Certification of Capability in Business Analysis (CCBA) is a good option for those with a few years of experience practicing business analysis, while Certified Business Analysis Professional (CBAP) is the “gold standard” in business analysis certification, recognizing your mastery of important concepts in the field.
PMI, best known for its PMP project management certification, also offers the PMI-PBA certification in project-related business analysis. “This certification may be earned independently of the PMP and can be a good option for those purely focused on helping project initiatives define their objectives,” Ayers says.
Are business analyst certifications in demand?
The short answer is “yes,” with some caveats. “As in other disciplines, business analysis certifications can help set you apart from other candidates for business analysis positions by showcasing your knowledge and—thanks to exam requirements—your experience in the field,” Ayers explains. “Importantly, earning certifications can also help communicate to others your dedication to business analysis as a vocation.”
Showing your dedication to helping organizations discover new sources of value and ways to achieve strategic goals can make you an ideal candidate in a growing area of focus. Certifications can demonstrate that dedication, allowing you to stand out in a crowded field of applicants.
Which business analyst certifications are in demand?
Ananya Pani, U.S. CEO of Adaptive, points out certification bodies seem to have geographic preferences, noting IIBA is widely popular in USA, Canada, Middle-East, India, and Australia. The IREB is popular in Mainland Europe, while BCS is popular in UK.
“Look at prevailing certifications popularity in the region where one lives,” she says. “If one is considering migrating to a new country, do look at the certifications popular in that country.”
Pani says certified BAs earn significantly more—a benefit she says is proven year after year by IIBA’s Annual BA salary Surveys. “A certified business analyst also has a broader perspective of the BA techniques and approaches and demonstrates better capabilities in principle and practice,” she adds. “It shows commitment to the profession.”
Certifications can also improve overall job performance, boosting confidence at work. And it’s great for personal branding when it comes time to apply for a new analyst job. “They also help business analysts stand out in the field and improves personal branding and widen market opportunities for business analysts to move to better opportunities,” Pani says.
From her perspective, CBAP continues to be the most aspired for certification for business analysts. “We expect CBAP to maintain the same coveted position in 2023,” Pani says. “However, we also expect CBDA to attract lot more market attention as data analytics is growing much faster than requirements analysis.”
Other certifications to consider:
Which business analyst certifications pay the most?

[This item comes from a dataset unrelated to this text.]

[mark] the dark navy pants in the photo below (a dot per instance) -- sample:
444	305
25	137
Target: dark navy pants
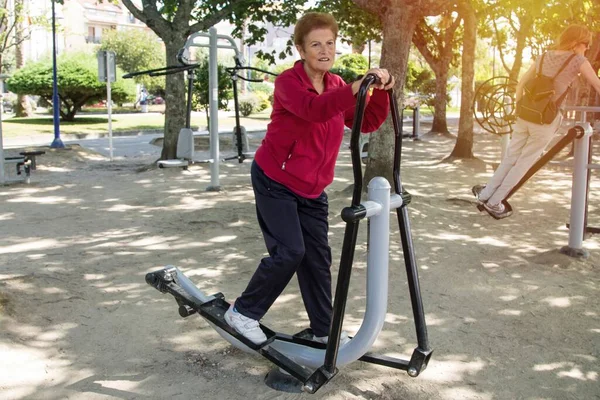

Dice’s latest Tech Salary Report places the annual business analyst salary at $101,497—up four percent between 2020 and 2021. And according to Lightcast (formerly Emsi Burning Glass), which collects and analyzes millions of job postings from across the country, the median business analyst salary stands at $79,498 per year.
Earning certifications such as CBAP and PMP can boost this average salary by giving you leverage in compensation negotiations with a current or future employer. Because certifications show you possess certain in-demand skills, your value to a business is clear; managers may be willing to offer a premium in order to hire or retain you.
Lightcast states that employers have posted 318,672 open business analyst positions over the past 12 months, and the average time-to-fill has been 40 days. That’s a strong level of demand, but there are also a lot of business analysts out there competing for prime slots—possessing certifications could help you get past the initial resume and interview screenings, boosting your ultimate chances of landing the job.